Читаем В тени правителя полностью

– Прошли самый тяжелый участок дороги – самый крутой. Машины свернули с дороги и, буксуя, въехали прямо в заросли бамбука и там встали. Все выгрузились и пошли вверх пешком. Впереди виднелось ровное плато – там бамбук был реже.

– Посмотрел вверх.
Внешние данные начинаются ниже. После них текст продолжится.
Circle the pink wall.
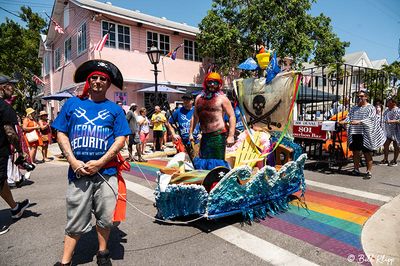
[44,3,204,115]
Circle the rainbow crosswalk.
[124,160,380,264]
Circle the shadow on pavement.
[0,202,42,226]
[72,226,127,265]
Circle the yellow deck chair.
[225,131,263,168]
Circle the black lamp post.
[329,76,337,93]
[146,45,161,105]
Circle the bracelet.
[74,165,85,178]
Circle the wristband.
[74,165,85,178]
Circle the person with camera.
[151,105,167,151]
[52,60,131,265]
[0,75,30,235]
[22,107,44,164]
[38,111,51,162]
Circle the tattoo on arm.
[4,124,22,152]
[100,136,126,165]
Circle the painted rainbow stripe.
[124,160,380,264]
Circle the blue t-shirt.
[224,106,244,132]
[168,106,200,144]
[51,97,131,180]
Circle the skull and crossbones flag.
[234,73,296,131]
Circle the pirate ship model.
[155,48,306,221]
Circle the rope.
[132,160,154,190]
[97,172,205,224]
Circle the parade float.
[155,48,306,221]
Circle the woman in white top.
[137,107,150,154]
[380,99,400,166]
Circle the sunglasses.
[90,75,107,82]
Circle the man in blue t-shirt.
[168,93,199,145]
[52,60,131,265]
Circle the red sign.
[293,121,327,141]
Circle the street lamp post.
[146,45,161,105]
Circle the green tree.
[0,6,47,113]
[197,0,349,74]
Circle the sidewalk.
[361,195,400,265]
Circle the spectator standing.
[0,75,30,235]
[52,60,131,265]
[22,107,44,164]
[151,105,167,151]
[168,93,200,158]
[161,110,168,150]
[380,99,400,166]
[115,101,126,115]
[138,107,150,155]
[340,91,385,179]
[38,111,51,162]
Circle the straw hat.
[39,110,48,116]
[25,107,35,115]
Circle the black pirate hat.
[74,59,124,90]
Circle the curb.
[361,195,400,265]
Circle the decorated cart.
[155,51,306,221]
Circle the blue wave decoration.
[155,151,307,222]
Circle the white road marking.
[125,180,318,266]
[306,180,393,202]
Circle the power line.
[335,26,396,50]
[0,6,19,18]
[0,1,53,7]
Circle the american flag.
[166,43,183,60]
[93,26,113,52]
[94,32,110,52]
[50,18,64,34]
[32,75,46,86]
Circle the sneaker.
[11,199,30,219]
[379,159,389,165]
[0,225,10,235]
[96,249,112,266]
[363,172,372,179]
[351,169,360,176]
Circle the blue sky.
[0,0,400,63]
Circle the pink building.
[39,0,208,117]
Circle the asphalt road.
[0,149,400,265]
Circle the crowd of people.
[0,60,400,265]
[339,90,400,179]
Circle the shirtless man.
[189,72,236,164]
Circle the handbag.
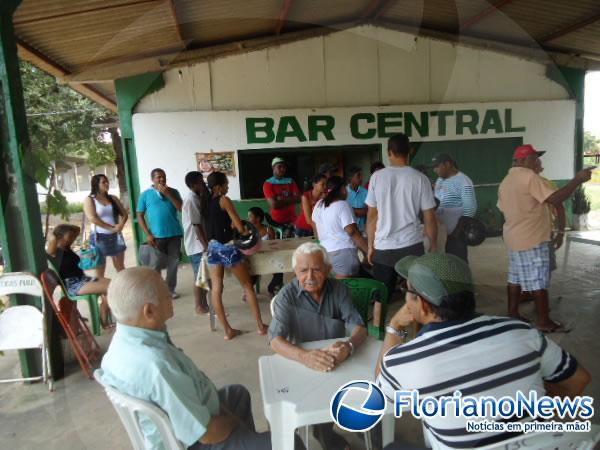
[78,244,102,270]
[77,213,103,270]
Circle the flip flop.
[538,322,571,334]
[510,316,531,325]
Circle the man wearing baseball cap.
[430,153,477,262]
[375,253,590,450]
[498,144,591,333]
[263,156,300,295]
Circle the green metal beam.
[546,65,586,171]
[0,0,62,377]
[115,73,165,264]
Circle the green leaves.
[46,190,70,220]
[20,60,115,220]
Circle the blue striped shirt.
[435,172,477,217]
[377,315,577,449]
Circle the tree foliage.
[20,60,115,223]
[583,131,600,153]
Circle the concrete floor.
[0,238,600,450]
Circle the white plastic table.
[562,231,600,272]
[196,237,313,331]
[258,337,395,450]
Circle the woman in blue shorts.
[202,172,267,340]
[83,174,128,278]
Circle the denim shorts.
[327,247,360,277]
[208,239,244,268]
[508,242,550,292]
[90,233,127,258]
[189,252,202,279]
[65,275,97,295]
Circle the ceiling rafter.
[169,0,187,48]
[17,40,117,112]
[360,0,398,19]
[538,12,600,43]
[14,0,163,26]
[459,0,513,31]
[275,0,292,36]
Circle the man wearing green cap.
[263,156,301,296]
[375,253,590,450]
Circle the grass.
[585,183,600,211]
[40,202,83,214]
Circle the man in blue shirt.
[137,169,183,298]
[431,153,477,262]
[346,166,368,233]
[101,267,300,450]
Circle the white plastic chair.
[0,272,54,392]
[94,369,186,450]
[423,425,600,450]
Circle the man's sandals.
[538,322,571,334]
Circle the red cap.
[513,144,546,159]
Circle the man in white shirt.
[365,133,437,294]
[181,171,208,314]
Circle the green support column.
[546,66,586,171]
[0,0,62,377]
[115,73,165,263]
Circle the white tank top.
[93,198,116,234]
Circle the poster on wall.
[196,151,235,177]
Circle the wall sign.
[196,152,235,178]
[246,108,525,144]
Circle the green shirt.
[102,324,220,450]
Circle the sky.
[583,72,600,138]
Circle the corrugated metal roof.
[14,0,600,109]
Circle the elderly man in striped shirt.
[376,253,590,450]
[431,153,477,262]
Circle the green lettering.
[504,108,525,133]
[350,113,375,139]
[308,116,335,141]
[456,109,479,134]
[404,112,429,137]
[431,111,454,136]
[481,109,504,134]
[377,113,403,138]
[275,116,306,142]
[246,117,275,144]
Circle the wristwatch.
[346,339,354,356]
[385,325,408,340]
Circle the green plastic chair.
[48,260,103,336]
[340,278,389,341]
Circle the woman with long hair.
[46,223,111,329]
[202,172,267,340]
[83,174,128,278]
[312,176,367,278]
[294,173,327,237]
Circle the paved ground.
[0,230,600,450]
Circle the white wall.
[133,100,575,199]
[136,26,568,113]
В просветах увидел серовато-белую снежную вершину вулкана – она показалось холодной. Ей ничего не было страшно. Она хладнокровно смотрела на людей, на море. Грозная и красивая.

– Там, где вулкан от подножья постепенно набирал высоту и крутизну, хоть снизу этот подъем казался плавным, на самом деле были места относительно плоские и ровные. Они образовалась после затвердения лавы, когда-то растекавшейся из кратера вулкана. На одной из таких площадок располагалось временное пристанище для жителей поселка. От прошлых стоянок остались едва заметные следы костров, кое-где сохранились простенькие, сделанные из досок скамейки, заросшие кустами бамбука. «Видимо, не раз приходилось бегать от цунами», – подумал я.
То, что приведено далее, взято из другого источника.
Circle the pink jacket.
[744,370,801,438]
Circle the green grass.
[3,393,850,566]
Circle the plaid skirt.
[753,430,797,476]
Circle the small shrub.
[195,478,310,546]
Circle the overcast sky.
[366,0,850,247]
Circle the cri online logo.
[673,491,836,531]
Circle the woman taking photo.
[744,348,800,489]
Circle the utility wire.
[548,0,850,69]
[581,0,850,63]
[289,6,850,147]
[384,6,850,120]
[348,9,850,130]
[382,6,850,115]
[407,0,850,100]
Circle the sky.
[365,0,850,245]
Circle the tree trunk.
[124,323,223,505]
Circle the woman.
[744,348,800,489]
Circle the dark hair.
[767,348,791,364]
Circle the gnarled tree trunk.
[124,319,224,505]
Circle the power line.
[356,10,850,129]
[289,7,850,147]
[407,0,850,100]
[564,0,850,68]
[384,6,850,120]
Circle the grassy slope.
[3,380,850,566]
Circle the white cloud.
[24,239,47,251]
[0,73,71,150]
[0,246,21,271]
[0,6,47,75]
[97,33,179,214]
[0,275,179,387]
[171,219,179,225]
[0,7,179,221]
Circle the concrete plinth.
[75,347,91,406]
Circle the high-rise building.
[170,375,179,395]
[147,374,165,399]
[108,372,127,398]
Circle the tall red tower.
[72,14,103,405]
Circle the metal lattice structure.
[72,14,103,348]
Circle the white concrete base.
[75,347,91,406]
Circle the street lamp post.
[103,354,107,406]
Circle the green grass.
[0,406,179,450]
– Колонна втягивалась в лагерь. У входа мужчина с повязкой на руке указывал, кому влево от дороги, кому вправо. Старались располагаться, не мешая друг другу. Взрослые искали своих детей, дети своих родителей. Увидел знакомых своих родителей – они приходили к нам в гости, но не подошел к ним, постеснялся, что такой грязный. Пошел влево, подальше от того места, где дорога входила в лагерь. Здесь, на старой продолговатой коряге, сидели двое матросов. Так обычно одевались те, кто работал на баржах: простые клетчатые рубашки, синие хлопчатобумажные брюки. Рядом с ними лежали рабочие куртки. Вправо и влево от дороги, среди бамбука, который здесь был чуть ниже человеческого роста, виднелись головы людей, как на городском проспекте. Около коряги было свободно, и я сел на ее край – на старое упавшее дерево, гладкое от дождей, снега, ветра.

– В воздухе вспыхивали красные ракеты. Все знали, красный – опасность, зеленый – отбой. При каждом характерном шипении и хлопке все смотрели вверх. С досадой и беспокойством опускали головы – красный. Щурясь, смотрели на море. На залив набежал низкий густой курильский туман. Корабли ушли курсом в море, у пирса остались лишь две баржи и несколько небольших рыбачьих лодок и буксир. Пирс небольшой – к нему крупные корабли не приставали. Они разгружали груз и людей на баржи прямо в море, а они доставляли их на пирс.

– Рядом, за густыми ветками бамбука, можно было расслышать мужской голос: «Что теперь делать будем, если зальет? Сто раз тебе говорил, ты же была дома, первым делом бери с собой шкатулку! Тысячу раз тебе повторял, чтоб за шкатулкой смотрела! Вот коснись что-нибудь, ну, что мы теперь будем делать? Кто нам все вернет?» «Я хотела…» «Ты хотела, ты хотела… У тебя все время так, с тех пор, как только поженились». Я услышал всхлипыванье. Из-за кустов выглянул мужчина: полный, небольшая залысина на массивной крепкой голове. «Кончай, слышь, кончай слезу гнать!»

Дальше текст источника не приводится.